To me these look high. But I guess it depends on what the visitors are looking for and when they arrive at your site.... do they find what they want.
I would be interested to hear what others think...
Hi All,
I'm going blind looking at website stats and my home pages wondering what I can do to get my bounce rate down and people clicking more around my pages...
Currently heres my stats for one of my retail related sites for bounce rate from SEO traffic only year to date:
21/6 thru 21/7 - 38.5%
21/5 thru 21/6 - 38.9%
21/4 thru 21/5 - 34.9%
21/3 thru 21/4 - 37.1%
21/2 thru 21/3 - 33.7%
21/1 thru 21/2 - 36.3%
21/12 thru 21/1 - 33.6%
Dont ask why i went from 21st as I just realised this myself
Basically how do your bounce rates stack up for PPC traffic or SEO ?...Do you think I'm doing quite well to be only losing the amount of users I am currently without them exploring further?
Btw, I also dont have any opportunity for traffic leakage via paid ads or any other advertising on the index page.
Cheers, T
Tokyo::Paris::New York::Bromley
To me these look high. But I guess it depends on what the visitors are looking for and when they arrive at your site.... do they find what they want.
I would be interested to hear what others think...
Hi
Your bounce rates are really specify to where the person lands as mentioned, if these are for your homepage look at what is generating the traffic and do analysis from there it could terms that you don't have products for (broad match type terms) or very general terms that you might sell but don't have obvious placement on the home page for, also look at new and returning visitors if you have a high level of new, and a matching high bounce rate there is something putting people off the site.
The old statistics rumour is that people make there mind up about a site within 20 seconds of arriving. A zero bounce rate is what we all look to achievebut for a homepage for me 20-25% woud be acceptable, product based pages below 20%.
Regards
Julian Sharpe
One of my sites has a bounce rate of 16.79% over the last month, but is receiving most of its traffic from clickthrus from another of my sites that gets its traffic via SEO and has a bounce rate of 55.37%.
SEO traffic generally has a higher bounce rate then PPC (or other targeted traffic). With PPC you could look at which keywords have a poor bounce rate and either delete them, or send users to pages with content more targeted towards these keywords (or use the referrer info to dynamically change bits of the page according to the keyword used).
With SEO looking at the overall bounce rate isn't particularly helpful as you have less control over the longtail keywords, which may be skewing the headline figure. You need to drill down to really be able to draw any meaningful conclusions.
David Macfarlane
Cost effective web development. Codewise
Bounce rate is an unexplained term. Does it mean that your page is so well focused and relevant that the visitor found all their answers on the page, or that the page has no relevance to what the visitor was searching for?
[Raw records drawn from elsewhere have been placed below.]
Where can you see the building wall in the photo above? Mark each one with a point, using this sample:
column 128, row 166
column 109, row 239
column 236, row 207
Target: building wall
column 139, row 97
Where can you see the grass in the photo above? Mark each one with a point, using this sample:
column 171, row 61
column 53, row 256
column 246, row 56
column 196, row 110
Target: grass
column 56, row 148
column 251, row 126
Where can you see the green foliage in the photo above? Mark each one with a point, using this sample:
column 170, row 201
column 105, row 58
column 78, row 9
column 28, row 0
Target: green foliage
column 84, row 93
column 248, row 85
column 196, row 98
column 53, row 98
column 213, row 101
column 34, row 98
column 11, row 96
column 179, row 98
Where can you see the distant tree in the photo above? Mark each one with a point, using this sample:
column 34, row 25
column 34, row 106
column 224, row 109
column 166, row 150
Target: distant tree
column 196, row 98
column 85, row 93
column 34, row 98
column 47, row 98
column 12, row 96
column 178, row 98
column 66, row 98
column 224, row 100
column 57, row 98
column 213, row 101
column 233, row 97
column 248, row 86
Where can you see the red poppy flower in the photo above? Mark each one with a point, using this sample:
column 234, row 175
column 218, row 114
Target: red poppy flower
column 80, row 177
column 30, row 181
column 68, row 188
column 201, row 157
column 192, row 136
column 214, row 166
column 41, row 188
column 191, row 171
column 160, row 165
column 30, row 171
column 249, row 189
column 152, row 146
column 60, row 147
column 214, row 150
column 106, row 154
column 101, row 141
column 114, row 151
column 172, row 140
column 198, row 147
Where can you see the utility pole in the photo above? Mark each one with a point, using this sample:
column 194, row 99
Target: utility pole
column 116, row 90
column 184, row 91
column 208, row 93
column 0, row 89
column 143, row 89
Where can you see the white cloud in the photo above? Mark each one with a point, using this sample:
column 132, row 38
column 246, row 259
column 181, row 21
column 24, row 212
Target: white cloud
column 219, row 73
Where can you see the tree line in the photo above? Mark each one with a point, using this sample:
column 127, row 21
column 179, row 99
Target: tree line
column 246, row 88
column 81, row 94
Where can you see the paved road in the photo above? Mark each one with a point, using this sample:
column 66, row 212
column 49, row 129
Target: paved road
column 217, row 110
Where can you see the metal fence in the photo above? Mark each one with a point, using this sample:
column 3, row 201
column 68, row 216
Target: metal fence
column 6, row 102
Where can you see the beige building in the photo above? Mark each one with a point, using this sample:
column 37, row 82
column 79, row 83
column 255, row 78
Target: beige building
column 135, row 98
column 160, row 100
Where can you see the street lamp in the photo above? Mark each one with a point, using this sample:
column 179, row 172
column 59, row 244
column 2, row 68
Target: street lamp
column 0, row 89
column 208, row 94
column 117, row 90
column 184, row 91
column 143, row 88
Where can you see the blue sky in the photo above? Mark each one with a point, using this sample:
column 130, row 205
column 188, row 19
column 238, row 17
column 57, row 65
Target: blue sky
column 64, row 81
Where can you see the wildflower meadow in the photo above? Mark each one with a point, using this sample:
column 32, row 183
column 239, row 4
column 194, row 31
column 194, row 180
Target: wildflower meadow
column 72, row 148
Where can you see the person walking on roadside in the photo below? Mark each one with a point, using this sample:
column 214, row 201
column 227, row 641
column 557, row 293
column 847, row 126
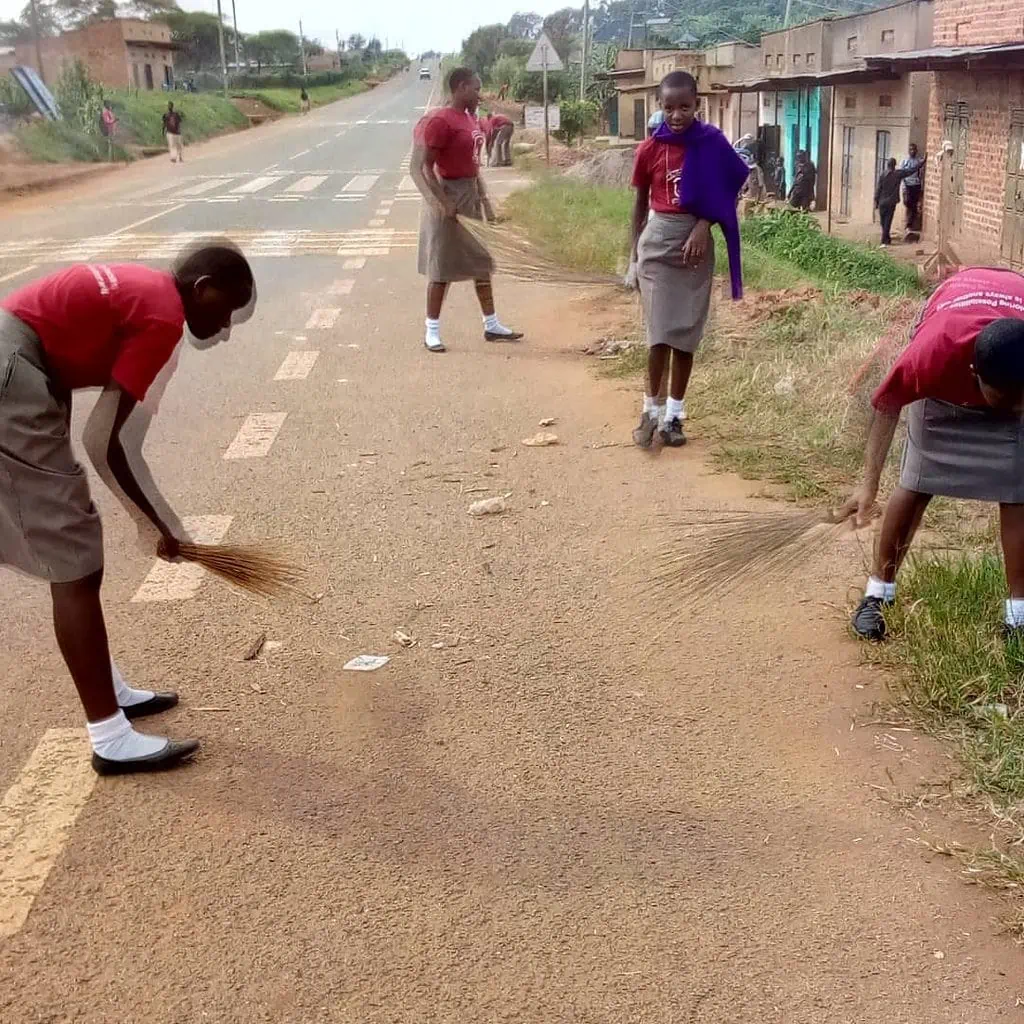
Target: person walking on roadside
column 887, row 199
column 962, row 377
column 172, row 131
column 109, row 127
column 804, row 181
column 686, row 177
column 116, row 328
column 449, row 145
column 499, row 130
column 913, row 189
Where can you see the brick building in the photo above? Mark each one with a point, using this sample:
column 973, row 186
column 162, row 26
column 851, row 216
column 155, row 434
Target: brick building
column 974, row 189
column 120, row 53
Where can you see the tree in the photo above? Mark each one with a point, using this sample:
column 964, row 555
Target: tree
column 480, row 50
column 525, row 25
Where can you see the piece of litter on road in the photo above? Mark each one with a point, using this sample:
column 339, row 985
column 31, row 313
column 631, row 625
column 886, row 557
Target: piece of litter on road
column 253, row 650
column 488, row 506
column 367, row 663
column 543, row 439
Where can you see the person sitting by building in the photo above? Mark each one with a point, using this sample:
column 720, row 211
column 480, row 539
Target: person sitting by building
column 804, row 181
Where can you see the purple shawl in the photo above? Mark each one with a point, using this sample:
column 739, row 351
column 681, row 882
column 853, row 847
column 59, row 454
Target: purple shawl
column 709, row 188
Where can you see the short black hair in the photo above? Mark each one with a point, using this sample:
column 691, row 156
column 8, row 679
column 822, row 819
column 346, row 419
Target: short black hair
column 998, row 355
column 222, row 262
column 460, row 77
column 678, row 80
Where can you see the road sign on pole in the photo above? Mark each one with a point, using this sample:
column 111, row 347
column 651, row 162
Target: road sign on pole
column 544, row 58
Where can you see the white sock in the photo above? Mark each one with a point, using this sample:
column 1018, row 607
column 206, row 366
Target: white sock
column 881, row 589
column 125, row 694
column 115, row 739
column 433, row 336
column 1015, row 611
column 494, row 326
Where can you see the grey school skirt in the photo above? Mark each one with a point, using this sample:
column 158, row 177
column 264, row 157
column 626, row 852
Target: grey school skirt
column 676, row 297
column 964, row 453
column 48, row 525
column 448, row 252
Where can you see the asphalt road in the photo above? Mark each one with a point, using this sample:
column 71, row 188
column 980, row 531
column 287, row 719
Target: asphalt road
column 567, row 801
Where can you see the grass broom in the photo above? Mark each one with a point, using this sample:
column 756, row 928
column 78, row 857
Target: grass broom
column 517, row 257
column 725, row 551
column 252, row 569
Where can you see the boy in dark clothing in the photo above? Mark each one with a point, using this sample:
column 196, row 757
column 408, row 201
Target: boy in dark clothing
column 887, row 199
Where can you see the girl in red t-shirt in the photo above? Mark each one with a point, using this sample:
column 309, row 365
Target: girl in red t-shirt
column 449, row 144
column 673, row 263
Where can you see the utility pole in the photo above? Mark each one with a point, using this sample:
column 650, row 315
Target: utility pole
column 586, row 37
column 35, row 33
column 220, row 39
column 235, row 22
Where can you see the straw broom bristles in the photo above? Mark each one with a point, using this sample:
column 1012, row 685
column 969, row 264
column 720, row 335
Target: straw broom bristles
column 727, row 550
column 252, row 569
column 517, row 257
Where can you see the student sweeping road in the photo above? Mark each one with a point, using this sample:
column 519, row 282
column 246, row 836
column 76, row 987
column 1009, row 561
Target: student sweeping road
column 963, row 378
column 449, row 144
column 687, row 177
column 110, row 327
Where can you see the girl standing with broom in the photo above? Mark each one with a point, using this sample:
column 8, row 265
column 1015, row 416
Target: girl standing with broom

To get a meaningful answer, you need to go back to the raw logs and analyse which search terms are being used and follow the path for each visitor that does convert.
Who cares if you have a 90% bounce rate if the remaining 10% all convert and make your site profitable?
The solution is to SEO your site so that it increases in relevance for those search terms which do convert and you spend less money on bandwidth for non relevant searches by decreasing those words on your site.
If you have high google traffic, it could be that the inbound links have been badly written and that is making you appear to be relevant for something that does not apply when your content is viewed.